Background information

Enterprise-J, dorsal view

Doug Drexler's Enterprise-J

The Enterprise-J's exterior was seen only in the background in the form of graphics on a computer screen. A CGI model of the ship was built by production illustrator Doug Drexler. According to Robert Bonchune, "From what I understand, it was done quick and dirty, so was not really detailed in any way like a model we would use in multiple shots." [1] Drexler himself explained, "With two days before a production meeting [I had] to think fast and not obsess… especially since I wanted [Production Designer] Herman [Zimmerman] to be able to show a rendered animation of the ship in flight [....] If we had a few weeks, it would have finalized differently. As it was, the model was bashed out in a matter of hours." [X]wbm

One concept for this type of ship that came under consideration was the Altair-class, which had previously been submitted (without being approved) for both the USS Voyager and Enterprise NX-01. Doug Drexler recalled, "I would sleek it somewhat, and rebuilt it in Lightwave. No luck that time either (although the engines would end up on the approved J ship)." [X]wbm A computer-animated sequence showing the exterior of this design while in spaceflight was generated while the idea of using it as the Enterprise-J was still being considered. (The sequence can be viewed herewbm). [X]wbm Once the approved Enterprise-J saucer section was mated with the Altair-class wingship, the design became known as the Congo-class, which turned out to be another unapproved runner-up for the eventual Enterprise-J design. [X]wbm

An official class name for this type of ship has not been confirmed, although Doug Drexler approves of "Universe-class." [X]wbm He also estimates the length of the vessel as being about two miles. [X]wbm Drexler saw the Enterprise-J "as a multi-generational vessel, that had large parks, entertainment zones, and entire universities on board. The ship is so large that turbolifts would be replaced with site to site transporters. [It] had one deflector, recognizably descended from the NX. I opted for spindly nacelle struts because I felt it suggested a technology beyond what we were familiar with. They are beyond transwarp. They can fold space, and they are exploring other galaxies besides the Milky Way." [X]wbm

Set designer Lee Cole was involved in planning the Enterprise-J's interior, a task she considered "one interesting thing I did." She went on to relate, "That was really startling when they said 'OK, you're going to do a future ship that goes even further into the future.' We're already in the future, and now you have to think of what the future looks like 400 years ahead of Archer's future! This set looks like a big graphic design because it has all these plant-on panels in very intricate designs and from different sources of inspiration." (Star Trek: Communicator issue 152, pp. 42-43) The doors shown in the corridors aboard the Enterprise-J appear to be the same used aboard Deep Space 9.
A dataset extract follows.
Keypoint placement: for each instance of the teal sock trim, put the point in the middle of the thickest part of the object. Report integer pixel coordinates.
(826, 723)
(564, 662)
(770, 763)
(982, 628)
Scenic artist James Van Over contributed to the design of the Enterprise-J's interior by rendering some on-board graphics. "We needed futuristic monitors, and Jim Van Over did some wonderful video for those," remembered Lee Cole. "I had circular monitor screens in different shapes, and when he put his stuff onto the television monitors it was quite a trick to get them to line up. But the finished product was amazing–his radiuses fit exactly inside my radiuses." (Star Trek: Communicator issue 152, p. 43)


The 2005 Star Trek: Ships of the Line calendar later featured a specially-created, fully-rendered image of the Enterprise-J in flight.